In jedem Fall muss die nachträglich eingereichte ärztliche Neuverordnung vom Abgabetag (04.04.2016) erstattet werden. Oder beruft sich die Rezeptprüfstelle hier nun auf eine verspätete Abrechnung (Rechnungslegung) gem. § 11 (1) des vdek-Vertrags, der jedoch ebenfalls keine Nullretax sondern lediglich einen maximalen Erstattungsabzug in Höhe von 50 Euro pro Monat rechtfertigen würde?

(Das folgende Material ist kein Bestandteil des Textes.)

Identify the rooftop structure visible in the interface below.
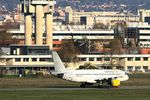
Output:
[21,0,55,49]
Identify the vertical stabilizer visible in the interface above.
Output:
[52,51,66,72]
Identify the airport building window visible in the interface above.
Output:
[104,57,110,61]
[23,58,29,62]
[89,58,94,61]
[31,58,37,62]
[97,58,102,61]
[127,57,133,61]
[135,57,141,61]
[135,66,141,71]
[143,57,148,61]
[15,58,21,62]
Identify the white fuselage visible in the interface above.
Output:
[52,69,129,83]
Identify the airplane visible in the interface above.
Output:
[51,51,129,87]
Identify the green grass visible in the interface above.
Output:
[0,89,150,100]
[0,74,150,88]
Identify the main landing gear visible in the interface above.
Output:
[98,81,103,88]
[80,83,85,88]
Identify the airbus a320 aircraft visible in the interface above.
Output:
[51,52,129,87]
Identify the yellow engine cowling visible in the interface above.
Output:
[112,79,120,87]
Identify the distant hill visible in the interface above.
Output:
[0,0,150,13]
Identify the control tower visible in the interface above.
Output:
[20,0,56,49]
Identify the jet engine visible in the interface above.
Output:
[108,79,120,87]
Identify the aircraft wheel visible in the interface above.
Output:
[80,83,85,88]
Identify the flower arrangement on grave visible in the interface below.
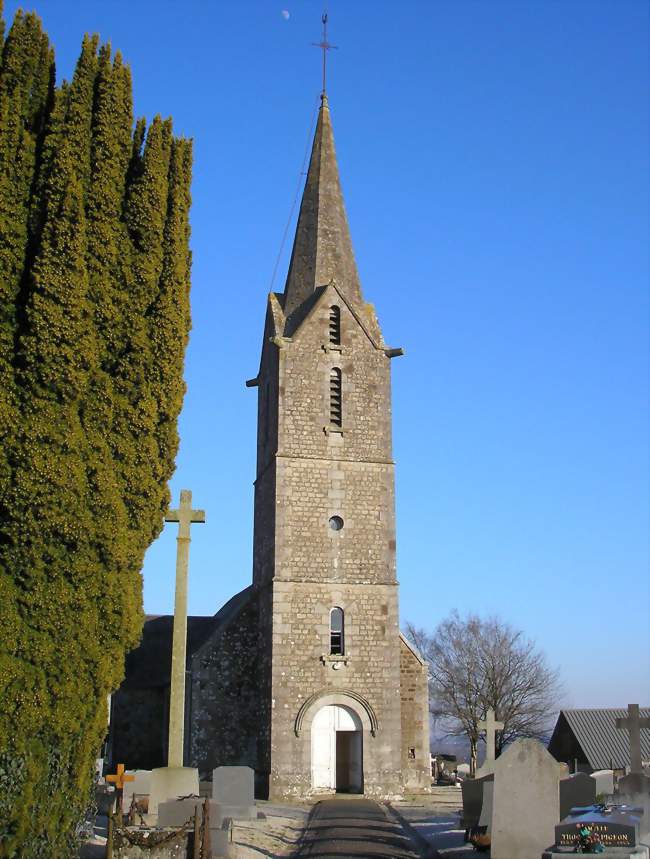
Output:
[573,826,605,853]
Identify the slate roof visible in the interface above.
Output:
[549,707,650,770]
[121,586,252,689]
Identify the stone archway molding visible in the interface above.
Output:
[294,689,379,737]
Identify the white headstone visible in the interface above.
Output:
[478,781,494,834]
[149,767,199,815]
[212,767,257,820]
[490,740,562,859]
[122,770,151,814]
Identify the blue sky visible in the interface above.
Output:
[6,0,650,706]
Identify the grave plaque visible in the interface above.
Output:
[555,805,643,848]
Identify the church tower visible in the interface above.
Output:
[248,95,429,797]
[105,90,431,798]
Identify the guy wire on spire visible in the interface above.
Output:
[312,10,338,96]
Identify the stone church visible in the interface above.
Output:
[109,95,431,798]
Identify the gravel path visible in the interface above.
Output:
[294,799,420,859]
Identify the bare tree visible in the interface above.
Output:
[407,611,560,774]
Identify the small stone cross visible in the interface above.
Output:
[106,764,135,817]
[616,704,650,773]
[165,489,205,767]
[477,709,504,766]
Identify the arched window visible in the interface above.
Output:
[330,304,341,346]
[330,367,343,427]
[330,606,345,656]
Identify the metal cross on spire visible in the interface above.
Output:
[312,12,338,95]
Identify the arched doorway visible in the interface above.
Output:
[311,704,363,793]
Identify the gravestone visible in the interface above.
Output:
[123,770,151,812]
[490,739,562,859]
[478,777,494,835]
[560,773,596,820]
[543,805,647,859]
[589,770,614,796]
[460,774,494,832]
[212,767,257,820]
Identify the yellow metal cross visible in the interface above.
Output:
[106,764,135,790]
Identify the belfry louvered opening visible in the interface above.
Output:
[330,367,343,427]
[330,304,341,346]
[330,606,345,656]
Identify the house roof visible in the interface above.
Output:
[122,585,252,689]
[549,707,650,770]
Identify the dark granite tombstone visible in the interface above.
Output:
[555,805,643,850]
[460,773,494,831]
[560,773,596,820]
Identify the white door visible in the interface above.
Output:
[311,704,363,790]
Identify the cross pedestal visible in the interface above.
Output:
[476,709,504,778]
[616,704,650,773]
[149,489,205,815]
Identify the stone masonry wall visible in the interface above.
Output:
[400,639,431,790]
[271,581,401,796]
[188,591,259,777]
[254,286,402,796]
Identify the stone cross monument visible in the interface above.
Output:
[477,710,504,775]
[616,704,650,773]
[149,489,205,819]
[165,489,205,767]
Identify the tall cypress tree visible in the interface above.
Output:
[0,13,191,859]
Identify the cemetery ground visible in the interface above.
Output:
[80,786,468,859]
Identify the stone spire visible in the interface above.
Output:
[284,94,363,334]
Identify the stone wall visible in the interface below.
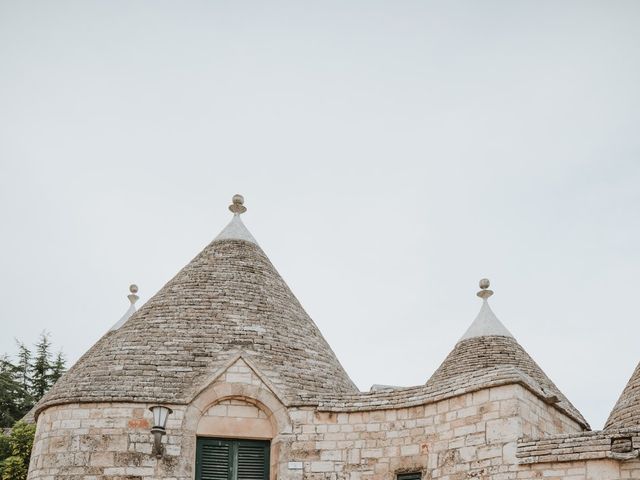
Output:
[29,359,592,480]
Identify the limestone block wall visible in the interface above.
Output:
[282,385,580,480]
[29,359,592,480]
[28,403,195,480]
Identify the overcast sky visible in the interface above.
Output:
[0,0,640,428]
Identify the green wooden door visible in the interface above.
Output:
[196,438,269,480]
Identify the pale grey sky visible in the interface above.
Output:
[0,0,640,428]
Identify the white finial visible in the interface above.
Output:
[460,278,513,341]
[127,283,140,305]
[109,283,140,332]
[476,278,493,300]
[229,193,247,215]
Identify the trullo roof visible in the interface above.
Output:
[426,279,589,429]
[38,195,357,411]
[604,363,640,430]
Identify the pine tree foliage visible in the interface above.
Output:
[0,332,66,428]
[0,332,66,480]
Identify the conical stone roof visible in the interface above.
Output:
[604,363,640,430]
[38,196,357,411]
[426,279,589,429]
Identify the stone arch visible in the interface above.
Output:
[185,383,293,438]
[183,382,293,479]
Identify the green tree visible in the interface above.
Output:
[0,422,36,480]
[0,356,28,428]
[31,332,52,402]
[50,351,67,386]
[16,340,31,398]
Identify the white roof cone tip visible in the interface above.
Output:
[214,194,258,245]
[109,284,140,332]
[458,278,514,342]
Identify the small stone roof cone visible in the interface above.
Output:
[426,278,589,429]
[109,284,140,332]
[604,363,640,430]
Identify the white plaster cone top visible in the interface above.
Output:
[458,299,514,342]
[214,215,258,245]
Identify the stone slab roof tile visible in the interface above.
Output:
[604,363,640,430]
[36,236,357,413]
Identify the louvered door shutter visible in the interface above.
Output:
[196,438,269,480]
[234,440,269,480]
[196,438,233,480]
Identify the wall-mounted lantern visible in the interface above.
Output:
[149,405,173,458]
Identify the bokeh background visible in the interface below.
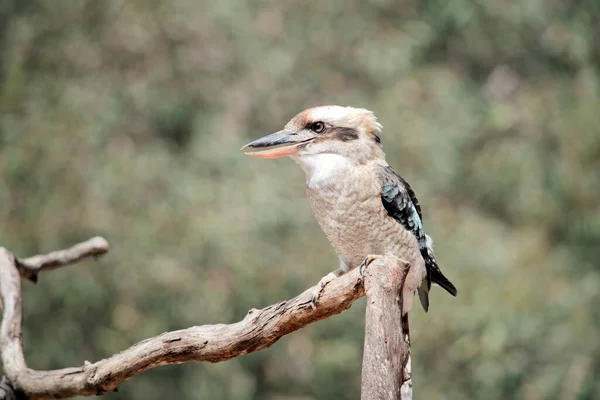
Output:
[0,0,600,400]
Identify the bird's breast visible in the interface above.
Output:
[307,165,418,269]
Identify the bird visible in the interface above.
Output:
[241,105,458,316]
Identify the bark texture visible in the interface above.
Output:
[0,238,364,400]
[361,257,412,400]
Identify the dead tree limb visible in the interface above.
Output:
[0,238,372,399]
[361,257,412,400]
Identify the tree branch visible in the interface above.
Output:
[15,236,108,282]
[0,238,364,399]
[361,257,412,400]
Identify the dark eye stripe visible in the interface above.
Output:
[310,121,325,133]
[332,128,358,142]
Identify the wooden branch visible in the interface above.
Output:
[361,257,412,400]
[15,236,108,282]
[0,238,364,399]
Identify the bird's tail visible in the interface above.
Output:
[424,235,458,296]
[429,265,458,296]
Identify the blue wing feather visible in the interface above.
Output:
[379,165,457,311]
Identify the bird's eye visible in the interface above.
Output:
[310,121,325,133]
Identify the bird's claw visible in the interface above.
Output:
[310,272,337,310]
[358,254,380,277]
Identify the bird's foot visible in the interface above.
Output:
[358,254,381,277]
[310,272,338,310]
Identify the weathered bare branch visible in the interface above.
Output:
[0,239,364,399]
[361,257,412,400]
[15,236,108,282]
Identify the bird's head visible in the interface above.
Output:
[242,106,384,164]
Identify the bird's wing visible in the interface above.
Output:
[379,165,457,311]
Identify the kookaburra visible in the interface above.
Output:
[242,106,457,314]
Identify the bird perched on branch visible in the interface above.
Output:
[242,106,457,314]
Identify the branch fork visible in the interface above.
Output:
[0,237,412,400]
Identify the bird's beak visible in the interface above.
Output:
[240,129,314,158]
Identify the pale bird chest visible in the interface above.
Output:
[306,158,398,268]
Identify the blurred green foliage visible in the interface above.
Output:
[0,0,600,400]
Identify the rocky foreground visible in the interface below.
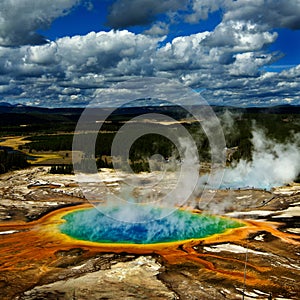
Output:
[0,167,300,300]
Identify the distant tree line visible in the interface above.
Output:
[49,165,74,174]
[0,149,29,174]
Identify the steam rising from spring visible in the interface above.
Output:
[214,127,300,190]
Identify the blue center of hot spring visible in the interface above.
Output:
[60,206,244,244]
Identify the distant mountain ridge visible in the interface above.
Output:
[0,102,300,115]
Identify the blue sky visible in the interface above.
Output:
[0,0,300,107]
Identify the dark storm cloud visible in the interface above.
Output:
[0,0,80,46]
[107,0,186,29]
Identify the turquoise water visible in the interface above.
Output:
[60,206,244,244]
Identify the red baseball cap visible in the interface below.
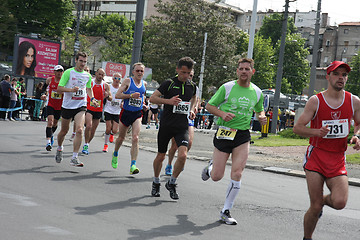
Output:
[326,61,351,74]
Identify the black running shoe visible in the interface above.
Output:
[151,182,160,197]
[165,181,179,200]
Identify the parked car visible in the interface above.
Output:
[261,88,290,109]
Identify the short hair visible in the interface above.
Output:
[132,62,145,70]
[177,57,195,69]
[238,58,255,68]
[75,52,88,60]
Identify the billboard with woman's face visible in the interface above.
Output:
[13,36,61,78]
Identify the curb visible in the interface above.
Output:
[122,141,360,187]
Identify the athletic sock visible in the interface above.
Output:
[222,180,241,212]
[169,176,176,184]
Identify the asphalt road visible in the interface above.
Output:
[0,121,360,240]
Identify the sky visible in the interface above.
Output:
[226,0,360,25]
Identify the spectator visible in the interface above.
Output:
[9,78,19,121]
[0,74,14,121]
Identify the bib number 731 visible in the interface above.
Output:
[322,119,349,138]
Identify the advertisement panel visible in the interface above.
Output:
[102,62,152,82]
[13,36,61,78]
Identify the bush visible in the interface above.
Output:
[279,128,306,139]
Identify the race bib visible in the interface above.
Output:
[129,98,141,108]
[216,126,237,140]
[51,91,62,99]
[322,119,349,138]
[71,88,86,100]
[173,102,190,115]
[90,99,101,108]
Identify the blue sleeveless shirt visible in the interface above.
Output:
[123,78,146,112]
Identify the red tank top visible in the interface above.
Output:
[309,91,354,152]
[87,81,105,112]
[48,76,63,110]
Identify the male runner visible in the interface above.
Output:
[150,57,196,200]
[55,52,98,167]
[293,61,360,240]
[103,73,122,152]
[82,68,112,155]
[46,65,64,151]
[111,63,146,174]
[201,58,266,225]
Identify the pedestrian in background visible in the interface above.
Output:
[293,61,360,240]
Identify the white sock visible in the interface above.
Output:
[222,180,241,212]
[105,133,110,145]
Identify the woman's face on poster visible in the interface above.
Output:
[23,48,34,68]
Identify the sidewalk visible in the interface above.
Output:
[123,125,360,186]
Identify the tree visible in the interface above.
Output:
[5,0,74,38]
[257,13,297,47]
[143,0,238,97]
[345,51,360,96]
[275,34,310,94]
[80,14,134,63]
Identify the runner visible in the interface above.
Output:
[46,65,64,151]
[201,58,266,225]
[82,68,112,155]
[150,57,196,200]
[293,61,360,240]
[55,52,98,167]
[103,73,122,152]
[111,63,146,174]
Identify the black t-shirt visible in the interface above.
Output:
[158,77,196,129]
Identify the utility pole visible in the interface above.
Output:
[271,0,290,133]
[73,0,82,66]
[247,0,258,58]
[130,0,145,75]
[199,32,207,99]
[308,0,321,97]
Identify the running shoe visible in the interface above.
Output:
[201,160,212,181]
[151,182,160,197]
[69,133,76,142]
[111,153,118,169]
[55,150,63,163]
[70,157,84,167]
[103,144,109,152]
[130,164,140,174]
[220,209,237,225]
[165,181,179,200]
[81,145,89,155]
[46,143,52,152]
[165,164,172,176]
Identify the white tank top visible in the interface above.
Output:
[104,84,122,115]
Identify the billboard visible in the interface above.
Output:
[13,36,61,78]
[102,62,152,82]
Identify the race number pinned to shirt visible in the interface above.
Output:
[216,126,237,140]
[173,101,190,115]
[71,88,86,100]
[322,119,349,138]
[129,98,141,107]
[51,91,62,99]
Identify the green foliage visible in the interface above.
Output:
[143,0,239,98]
[278,128,308,139]
[345,51,360,96]
[275,33,310,94]
[257,13,297,47]
[80,14,134,63]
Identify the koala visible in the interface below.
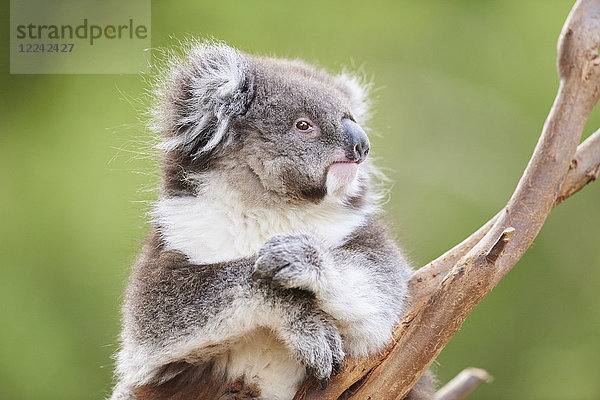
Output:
[111,42,429,400]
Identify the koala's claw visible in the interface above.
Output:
[252,235,321,290]
[294,318,344,385]
[319,378,329,390]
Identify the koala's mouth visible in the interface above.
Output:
[328,160,359,185]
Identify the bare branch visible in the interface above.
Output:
[410,126,600,304]
[296,0,600,400]
[434,368,493,400]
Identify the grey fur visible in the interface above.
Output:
[112,43,432,400]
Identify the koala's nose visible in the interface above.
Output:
[342,118,369,163]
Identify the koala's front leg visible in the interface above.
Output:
[263,288,345,385]
[252,220,412,356]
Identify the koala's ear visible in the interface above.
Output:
[335,72,372,124]
[154,43,254,159]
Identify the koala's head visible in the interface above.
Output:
[156,43,369,206]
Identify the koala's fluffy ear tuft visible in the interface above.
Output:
[335,72,372,124]
[153,42,253,159]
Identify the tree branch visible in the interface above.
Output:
[434,368,493,400]
[295,0,600,400]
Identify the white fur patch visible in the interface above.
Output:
[215,329,306,400]
[153,175,372,264]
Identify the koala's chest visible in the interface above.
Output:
[154,196,366,264]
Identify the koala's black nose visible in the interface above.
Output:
[342,118,369,162]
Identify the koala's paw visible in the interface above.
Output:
[291,314,345,387]
[252,235,323,291]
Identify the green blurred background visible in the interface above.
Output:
[0,0,600,400]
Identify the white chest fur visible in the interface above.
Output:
[153,177,367,264]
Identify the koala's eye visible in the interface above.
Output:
[295,119,313,132]
[292,117,321,138]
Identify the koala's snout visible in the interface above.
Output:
[342,118,369,163]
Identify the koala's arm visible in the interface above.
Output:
[254,218,413,356]
[117,231,344,388]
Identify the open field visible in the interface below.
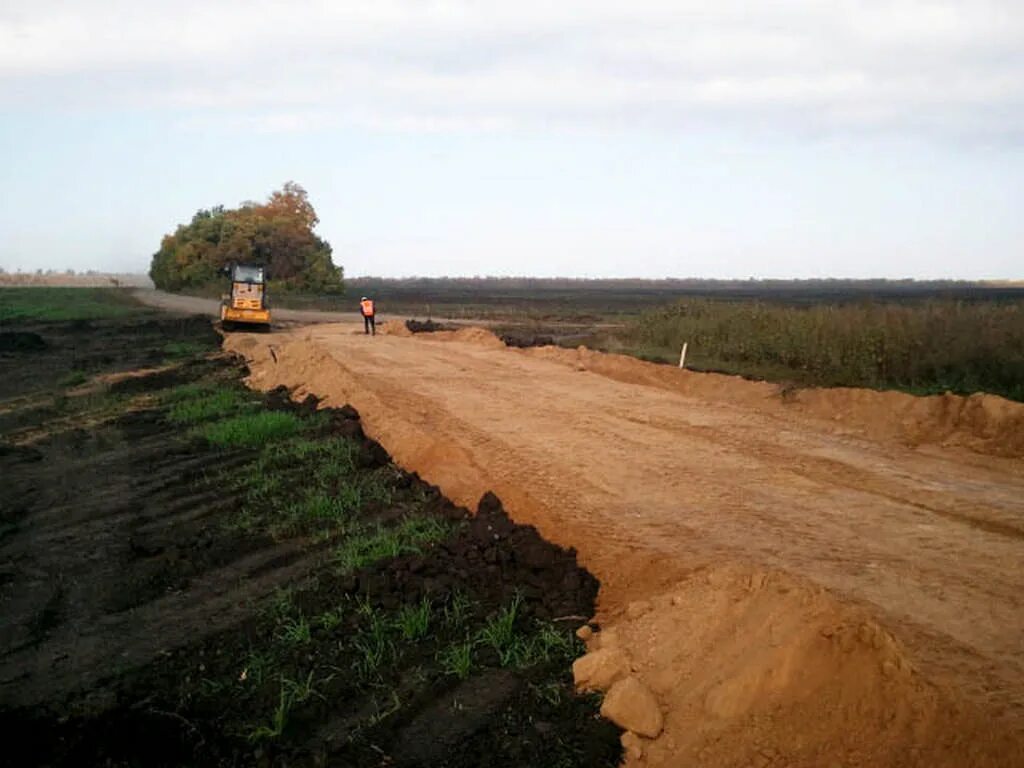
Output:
[8,293,1024,768]
[228,315,1024,768]
[147,278,1024,399]
[0,291,621,768]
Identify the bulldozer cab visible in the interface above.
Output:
[220,263,270,329]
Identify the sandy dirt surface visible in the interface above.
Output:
[218,317,1024,766]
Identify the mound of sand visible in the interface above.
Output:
[574,566,1020,768]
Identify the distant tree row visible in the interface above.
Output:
[150,181,343,293]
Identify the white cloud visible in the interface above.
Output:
[0,0,1024,139]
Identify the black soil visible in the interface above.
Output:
[0,318,621,767]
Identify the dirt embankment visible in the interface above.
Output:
[228,326,1024,768]
[0,318,621,768]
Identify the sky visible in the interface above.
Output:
[0,0,1024,280]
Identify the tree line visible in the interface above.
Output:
[150,181,343,293]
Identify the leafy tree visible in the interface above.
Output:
[150,181,343,292]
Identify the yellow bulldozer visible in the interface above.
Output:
[220,263,270,331]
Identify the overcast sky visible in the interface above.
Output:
[0,0,1024,279]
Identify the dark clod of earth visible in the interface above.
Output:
[0,317,621,767]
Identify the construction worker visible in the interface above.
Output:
[359,296,377,336]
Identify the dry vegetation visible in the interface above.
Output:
[623,299,1024,399]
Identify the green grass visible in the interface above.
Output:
[278,613,312,645]
[335,516,453,572]
[475,596,579,669]
[476,596,524,667]
[351,599,394,683]
[167,387,256,426]
[196,411,303,449]
[0,286,146,323]
[395,597,433,640]
[437,641,473,680]
[248,672,328,741]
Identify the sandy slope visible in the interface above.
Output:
[227,325,1024,766]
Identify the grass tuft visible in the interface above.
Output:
[437,642,473,680]
[197,411,303,449]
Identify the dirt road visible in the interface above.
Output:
[211,315,1024,765]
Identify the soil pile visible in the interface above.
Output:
[0,315,621,768]
[226,329,1024,767]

11 „Rechnungslegung“ Absatz 1 vdek-AVV

Die Rechnungslegung der Apotheke erfolgt monatlich bis spätestens einen Monat nach Ablauf des Kalendermonats, in dem die Lieferung erfolgte, an die von den Ersatzkassen benannten Stellen. Eine Überschreitung der Frist nach Satz 1 befreit die Ersatzkasse nicht von der Zuzahlungsverpflichtung. Werden einzelne Verordnungsblätter mehr als einen Monat nach Ablauf dieser Frist abgerechnet, sind die Ersatzkassen berechtigt, den Gesamtbruttobetrag dieser Verordnungsblätter um fünf Euro je Verordnungszeile, bei nicht verschreibungspflichtigen Arzneimitteln und den anderen Mitteln nach § 11 Absatz 1 Ziffer 2 um zehn Prozent Des Apothekenabgabepreises, zu kürzen, insgesamt jedoch je Abrechnungsmonat und Ersatzkasse höchstens um 50 Euro, es sei denn, die Apotheke und die Abrechnungsstelle habe die Fristüberschreitung nicht zu vertreten; weitergehende Vertragsmaßnahmen nach § 11 Absatz 1 Ziffer 2 des Rahmenvertrages nach § 129 SGB V sind ausgeschlossen.“

Entweder die einen Tag zu spät vorgelegten Versorgungen oder die nachgereichte Verordnung zum Abgabetag ist zu erstatten – allen Verordnungen die Erstattung zu verweigern ist nicht zu begründen.